Religion Aims, Again
Section 3 of Allen Orr’s review of Richard Dawkins’ A Devil’s Chaplain reminded me of a review of the same book by Michael Ruse. I commented on Ruse’s review last month. Section 3 of Orr’s review deals with Dawkins’ criticisms of religion, and what Orr thinks is wrong with them.
You might argue that what conflicts did occur between science and religion were due to misunderstandings of one or the other. Indeed you might argue that Dawkins’s belief that science and religion can conflict reflects a misconstrual of the nature of religious belief: while scientific beliefs are propositions about the state of the world, religious beliefs are something else—an attempt to attach meaning or value to the world. Religion and science thus move in different dimensions, as Gould and many others have argued.
You might – and a lot of people do. Michael Ruse for example:
People like Dawkins, and the Creationists for that matter, make a mistake about the purposes of science and religion. Science tries to tell us about the physical world and how it works. Religion aims at giving a meaning to the world and to our place in it. Science asks immediate questions. Religion asks ultimate questions. There is no conflict here, except when people mistakenly think that questions from one domain demand answers from the other. Science and religion, evolution and Christianity, need not conflict, but only if each knows its place in human affairs — and stays within these boundaries.
That certainly is a popular argument, or rather assertion, these days, isn’t it. But it isn’t true. Religion does try to tell us about the world – it tells us there’s a supernatural being in charge of it. That is a truth-claim. Religious people do in fact believe in the existence – the real existence, not some fuzzy metaphoric existence – of this supernatural being. They may be vague about the details, but they believe the critter exists – that’s what being religious means. And then, just as I said last time, this business about ‘aiming’ to give a meaning – anyone can aim to do anything. I can aim to give the world a meaning. Does that oblige anyone to accept my attempt? Why are we obliged to be respectful about religion’s ‘aims’ of that kind?
And in any case that claim is a bit of footwork. Both reviewers try to defend religion from Dawkins’ criticisms by changing the definition of religion of the word – but as Dawkins himself points out in one of the essays in A Devil’s Chaplain, that is not the normal meaning of the word.
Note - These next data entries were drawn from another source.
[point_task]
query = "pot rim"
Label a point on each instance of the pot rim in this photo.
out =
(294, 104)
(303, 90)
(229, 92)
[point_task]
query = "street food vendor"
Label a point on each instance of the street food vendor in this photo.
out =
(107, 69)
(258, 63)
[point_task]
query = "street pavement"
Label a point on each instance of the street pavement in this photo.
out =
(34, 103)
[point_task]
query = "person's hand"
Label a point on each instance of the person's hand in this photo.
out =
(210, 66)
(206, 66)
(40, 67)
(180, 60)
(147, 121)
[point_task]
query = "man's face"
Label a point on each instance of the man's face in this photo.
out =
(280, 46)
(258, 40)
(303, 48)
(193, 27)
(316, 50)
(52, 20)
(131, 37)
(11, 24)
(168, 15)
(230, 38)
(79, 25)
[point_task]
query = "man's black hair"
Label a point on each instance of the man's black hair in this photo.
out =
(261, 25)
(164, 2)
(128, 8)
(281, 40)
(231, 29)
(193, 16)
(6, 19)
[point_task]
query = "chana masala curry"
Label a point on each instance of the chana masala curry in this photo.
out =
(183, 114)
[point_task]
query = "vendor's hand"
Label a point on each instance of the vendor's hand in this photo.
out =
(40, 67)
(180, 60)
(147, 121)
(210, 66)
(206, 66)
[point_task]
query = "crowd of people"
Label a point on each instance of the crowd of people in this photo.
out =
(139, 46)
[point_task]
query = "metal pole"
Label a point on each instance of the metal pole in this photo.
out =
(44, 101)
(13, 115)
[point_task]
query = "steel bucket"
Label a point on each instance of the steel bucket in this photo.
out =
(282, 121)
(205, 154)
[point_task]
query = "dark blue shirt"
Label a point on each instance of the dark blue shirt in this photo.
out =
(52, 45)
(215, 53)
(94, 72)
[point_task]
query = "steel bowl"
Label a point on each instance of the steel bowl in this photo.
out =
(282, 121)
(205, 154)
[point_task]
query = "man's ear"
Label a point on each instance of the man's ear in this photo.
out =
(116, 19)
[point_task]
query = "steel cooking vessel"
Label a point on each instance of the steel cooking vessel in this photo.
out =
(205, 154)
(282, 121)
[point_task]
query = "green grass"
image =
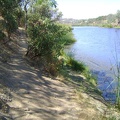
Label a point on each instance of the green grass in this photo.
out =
(69, 38)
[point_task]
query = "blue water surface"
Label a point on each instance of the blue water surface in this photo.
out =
(99, 48)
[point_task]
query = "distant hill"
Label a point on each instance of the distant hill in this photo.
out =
(111, 20)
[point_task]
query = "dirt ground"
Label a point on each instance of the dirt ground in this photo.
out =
(34, 96)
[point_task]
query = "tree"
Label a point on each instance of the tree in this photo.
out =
(7, 8)
(118, 16)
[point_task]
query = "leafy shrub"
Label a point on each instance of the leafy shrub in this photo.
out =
(68, 38)
(75, 65)
(2, 35)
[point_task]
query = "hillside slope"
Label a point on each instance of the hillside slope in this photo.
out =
(32, 95)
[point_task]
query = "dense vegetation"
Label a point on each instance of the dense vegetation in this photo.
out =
(47, 37)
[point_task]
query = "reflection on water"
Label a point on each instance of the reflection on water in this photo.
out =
(97, 48)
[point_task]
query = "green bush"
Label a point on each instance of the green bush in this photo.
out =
(75, 65)
(2, 35)
(68, 38)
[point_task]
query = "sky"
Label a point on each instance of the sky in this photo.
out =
(85, 9)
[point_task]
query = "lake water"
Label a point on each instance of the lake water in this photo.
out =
(99, 48)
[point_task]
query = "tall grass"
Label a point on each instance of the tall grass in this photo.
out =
(69, 38)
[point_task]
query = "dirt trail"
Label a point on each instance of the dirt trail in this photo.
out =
(37, 97)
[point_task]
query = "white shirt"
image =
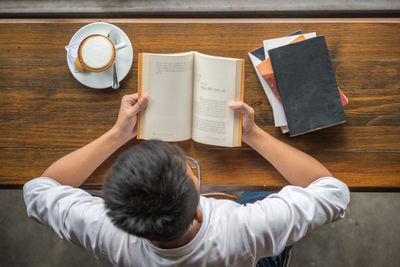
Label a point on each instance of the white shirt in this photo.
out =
(230, 235)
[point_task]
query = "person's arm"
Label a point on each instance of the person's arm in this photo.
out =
(297, 167)
(74, 168)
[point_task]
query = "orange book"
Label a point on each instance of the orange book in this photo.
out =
(189, 95)
(265, 68)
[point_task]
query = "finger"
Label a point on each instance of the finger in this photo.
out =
(140, 105)
(129, 100)
(241, 106)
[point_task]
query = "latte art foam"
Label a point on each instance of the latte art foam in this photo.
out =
(97, 52)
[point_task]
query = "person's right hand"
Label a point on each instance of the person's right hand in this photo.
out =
(248, 125)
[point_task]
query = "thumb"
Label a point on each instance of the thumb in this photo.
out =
(241, 106)
(139, 106)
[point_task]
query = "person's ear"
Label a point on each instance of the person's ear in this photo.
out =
(199, 216)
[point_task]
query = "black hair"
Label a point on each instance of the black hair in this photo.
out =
(148, 192)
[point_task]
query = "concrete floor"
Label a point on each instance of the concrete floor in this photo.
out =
(368, 236)
(73, 6)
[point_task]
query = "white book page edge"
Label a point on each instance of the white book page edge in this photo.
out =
(277, 108)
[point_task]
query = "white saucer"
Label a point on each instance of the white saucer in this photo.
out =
(123, 60)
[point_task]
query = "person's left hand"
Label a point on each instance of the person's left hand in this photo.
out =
(127, 117)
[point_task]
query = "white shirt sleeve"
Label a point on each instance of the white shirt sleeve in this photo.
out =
(72, 213)
(283, 218)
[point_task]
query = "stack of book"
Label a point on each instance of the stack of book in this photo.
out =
(297, 76)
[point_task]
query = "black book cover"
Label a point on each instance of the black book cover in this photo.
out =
(307, 85)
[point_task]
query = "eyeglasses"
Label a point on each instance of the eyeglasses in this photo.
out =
(194, 164)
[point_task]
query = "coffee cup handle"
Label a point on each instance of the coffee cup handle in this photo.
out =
(120, 46)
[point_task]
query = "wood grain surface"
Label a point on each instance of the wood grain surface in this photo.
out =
(45, 113)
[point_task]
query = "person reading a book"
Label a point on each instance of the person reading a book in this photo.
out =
(152, 213)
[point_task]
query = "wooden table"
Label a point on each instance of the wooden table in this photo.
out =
(45, 113)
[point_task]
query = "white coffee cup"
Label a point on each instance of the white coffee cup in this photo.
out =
(96, 53)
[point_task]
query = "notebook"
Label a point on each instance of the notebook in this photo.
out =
(307, 86)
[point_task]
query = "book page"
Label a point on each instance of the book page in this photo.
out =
(167, 80)
(217, 82)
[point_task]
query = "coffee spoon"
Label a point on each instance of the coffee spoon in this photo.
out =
(115, 83)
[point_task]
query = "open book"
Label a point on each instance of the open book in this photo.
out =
(188, 96)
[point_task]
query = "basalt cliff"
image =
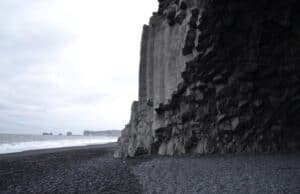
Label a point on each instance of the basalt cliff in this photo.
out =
(217, 76)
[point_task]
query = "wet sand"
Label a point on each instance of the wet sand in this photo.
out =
(92, 169)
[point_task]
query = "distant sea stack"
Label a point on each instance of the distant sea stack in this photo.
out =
(217, 76)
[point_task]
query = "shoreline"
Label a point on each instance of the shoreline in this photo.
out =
(111, 145)
(92, 169)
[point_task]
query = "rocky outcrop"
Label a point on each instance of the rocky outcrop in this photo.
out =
(217, 76)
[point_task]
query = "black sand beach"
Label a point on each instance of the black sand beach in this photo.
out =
(92, 169)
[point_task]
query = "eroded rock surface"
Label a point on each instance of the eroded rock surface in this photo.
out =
(217, 76)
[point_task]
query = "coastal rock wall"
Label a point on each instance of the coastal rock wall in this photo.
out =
(217, 76)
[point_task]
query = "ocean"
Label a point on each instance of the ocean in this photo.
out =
(11, 143)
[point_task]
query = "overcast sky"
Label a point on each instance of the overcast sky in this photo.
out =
(69, 65)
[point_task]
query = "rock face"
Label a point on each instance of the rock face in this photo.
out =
(217, 76)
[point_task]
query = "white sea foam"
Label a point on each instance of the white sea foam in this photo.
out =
(53, 143)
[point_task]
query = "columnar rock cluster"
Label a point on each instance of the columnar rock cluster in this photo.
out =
(217, 76)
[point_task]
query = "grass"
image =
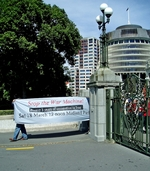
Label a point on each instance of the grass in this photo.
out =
(6, 112)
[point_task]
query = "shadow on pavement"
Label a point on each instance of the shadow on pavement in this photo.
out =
(54, 135)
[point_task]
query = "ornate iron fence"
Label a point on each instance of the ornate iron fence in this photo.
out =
(131, 114)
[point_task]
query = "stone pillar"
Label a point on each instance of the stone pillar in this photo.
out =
(103, 78)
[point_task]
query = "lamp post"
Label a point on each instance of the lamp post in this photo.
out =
(106, 12)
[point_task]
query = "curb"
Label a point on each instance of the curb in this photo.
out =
(7, 124)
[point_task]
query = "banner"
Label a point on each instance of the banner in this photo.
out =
(51, 110)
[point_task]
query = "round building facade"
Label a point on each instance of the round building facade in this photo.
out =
(128, 49)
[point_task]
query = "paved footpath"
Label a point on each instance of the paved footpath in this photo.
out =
(68, 150)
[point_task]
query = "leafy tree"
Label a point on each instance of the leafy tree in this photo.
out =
(36, 39)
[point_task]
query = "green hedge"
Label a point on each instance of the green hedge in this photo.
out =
(6, 112)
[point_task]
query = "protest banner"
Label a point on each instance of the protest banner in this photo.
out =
(51, 110)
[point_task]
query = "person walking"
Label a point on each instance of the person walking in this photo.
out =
(19, 127)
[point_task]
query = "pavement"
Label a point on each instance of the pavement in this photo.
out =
(82, 153)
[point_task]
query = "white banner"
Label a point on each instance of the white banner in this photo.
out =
(51, 110)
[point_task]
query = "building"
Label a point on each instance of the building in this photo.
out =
(129, 49)
(85, 64)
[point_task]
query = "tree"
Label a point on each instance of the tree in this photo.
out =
(36, 40)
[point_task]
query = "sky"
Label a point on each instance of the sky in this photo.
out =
(84, 12)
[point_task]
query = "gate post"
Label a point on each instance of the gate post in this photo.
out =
(99, 82)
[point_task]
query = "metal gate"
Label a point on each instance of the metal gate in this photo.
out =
(131, 114)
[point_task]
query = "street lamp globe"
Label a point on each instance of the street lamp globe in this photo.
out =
(99, 19)
(103, 7)
(108, 12)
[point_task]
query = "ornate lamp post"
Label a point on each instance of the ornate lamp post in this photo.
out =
(106, 12)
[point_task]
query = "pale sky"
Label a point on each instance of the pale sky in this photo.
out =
(84, 12)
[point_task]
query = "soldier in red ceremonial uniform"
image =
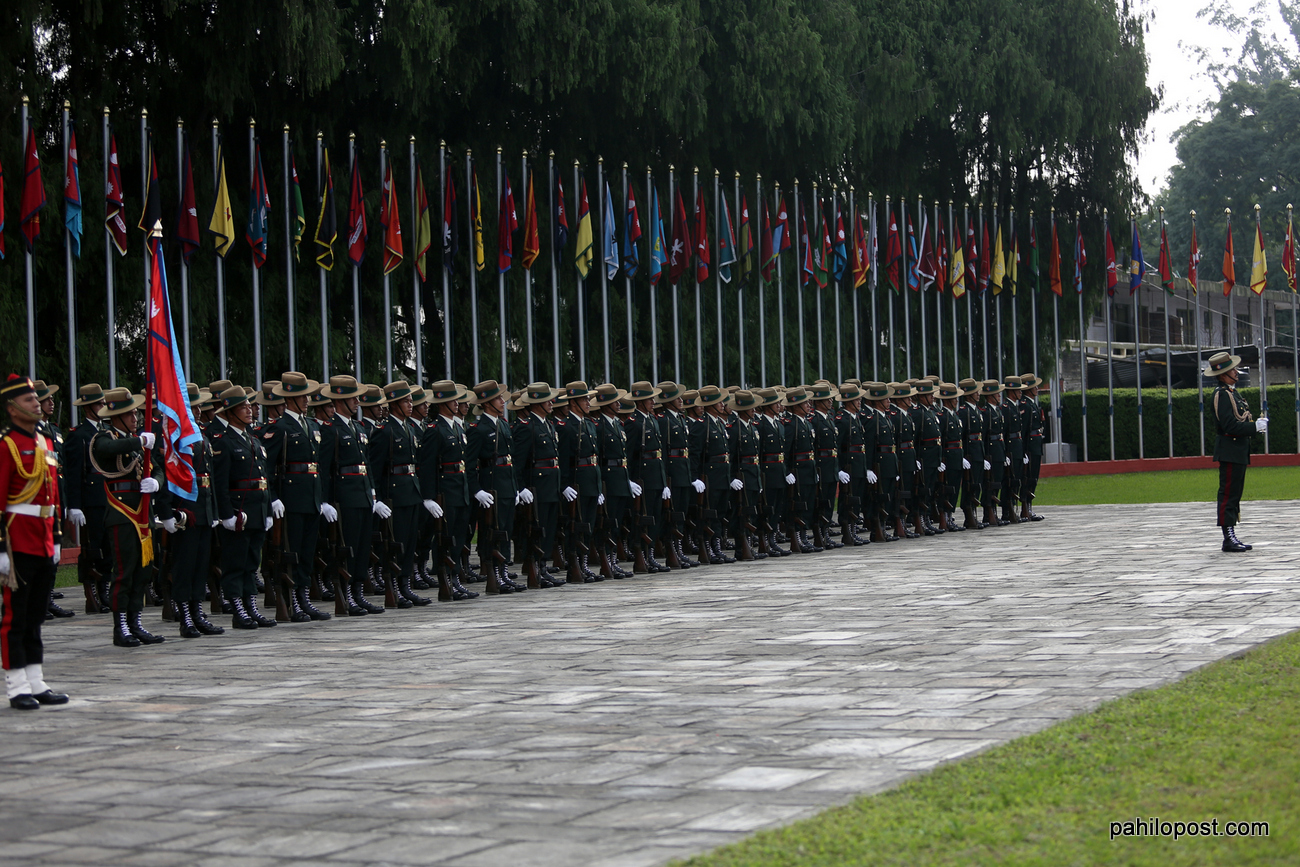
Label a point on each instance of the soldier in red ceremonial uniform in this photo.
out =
(30, 540)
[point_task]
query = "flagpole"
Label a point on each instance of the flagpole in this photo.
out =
(256, 272)
(525, 185)
(654, 315)
(700, 333)
(605, 274)
(780, 287)
(388, 291)
(718, 281)
(108, 264)
(471, 195)
(762, 290)
(289, 268)
(627, 286)
(501, 274)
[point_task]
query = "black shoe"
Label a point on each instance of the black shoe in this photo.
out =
(51, 697)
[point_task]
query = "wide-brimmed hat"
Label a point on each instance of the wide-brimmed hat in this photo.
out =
(1221, 363)
(538, 393)
(118, 402)
(89, 394)
(341, 388)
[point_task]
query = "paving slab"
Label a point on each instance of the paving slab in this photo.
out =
(624, 723)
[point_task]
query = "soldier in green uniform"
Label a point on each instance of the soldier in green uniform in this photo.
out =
(1233, 445)
(117, 454)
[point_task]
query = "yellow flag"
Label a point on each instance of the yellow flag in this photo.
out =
(222, 225)
(999, 263)
(1260, 267)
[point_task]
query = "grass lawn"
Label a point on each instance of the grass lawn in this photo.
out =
(1221, 744)
(1175, 486)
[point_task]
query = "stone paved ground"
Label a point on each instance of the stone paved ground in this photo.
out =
(623, 723)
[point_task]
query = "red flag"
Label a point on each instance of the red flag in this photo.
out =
(356, 230)
(115, 204)
(532, 239)
(390, 222)
(701, 238)
(33, 195)
(507, 222)
(1054, 263)
(680, 252)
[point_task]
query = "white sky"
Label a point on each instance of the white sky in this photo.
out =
(1174, 29)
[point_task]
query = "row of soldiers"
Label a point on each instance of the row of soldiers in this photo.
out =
(346, 490)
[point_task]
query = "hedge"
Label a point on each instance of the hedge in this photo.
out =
(1282, 417)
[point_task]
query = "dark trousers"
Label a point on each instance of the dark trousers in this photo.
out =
(24, 610)
(241, 555)
(1231, 481)
(191, 549)
(129, 575)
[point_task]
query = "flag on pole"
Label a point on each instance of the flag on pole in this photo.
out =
(584, 255)
(507, 221)
(450, 222)
(221, 224)
(423, 225)
(167, 386)
(701, 238)
(187, 215)
(33, 195)
(259, 213)
(631, 235)
(1054, 261)
(298, 224)
(115, 203)
(1136, 264)
(609, 241)
(1165, 264)
(680, 252)
(1229, 260)
(326, 221)
(658, 248)
(72, 195)
(532, 237)
(390, 221)
(1259, 261)
(726, 243)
It’s a mere tactic, that kind of thing, and I don’t think it’s respectable.
Christopher Hitchens has some choice things to say about this kind of thing in his Letters to a Young Contrarian:
I have met many brave men and women, morally superior to myself, whose courage in adversity derives from their faith. But whenever they have chosen to speak or write about it, I have found myself appalled by the instant decline of their intellectual and moral standards. They want god on their side and believe they are doing his work – what is this, even at its very best, but an extreme form of solipsism? They proceed from conclusion to evidence; our greatest resource is the mind and the mind is not well-trained by being taught to assume what has to be proved.
So. You might argue that Dawkins’s belief that science and religion can conflict reflects a misconstrual of the nature of religious belief, but you’d be wrong, it doesn’t. It’s the belief of S.J. Gould and Ruse and Orr that it doesn’t that reflects the misconstrual.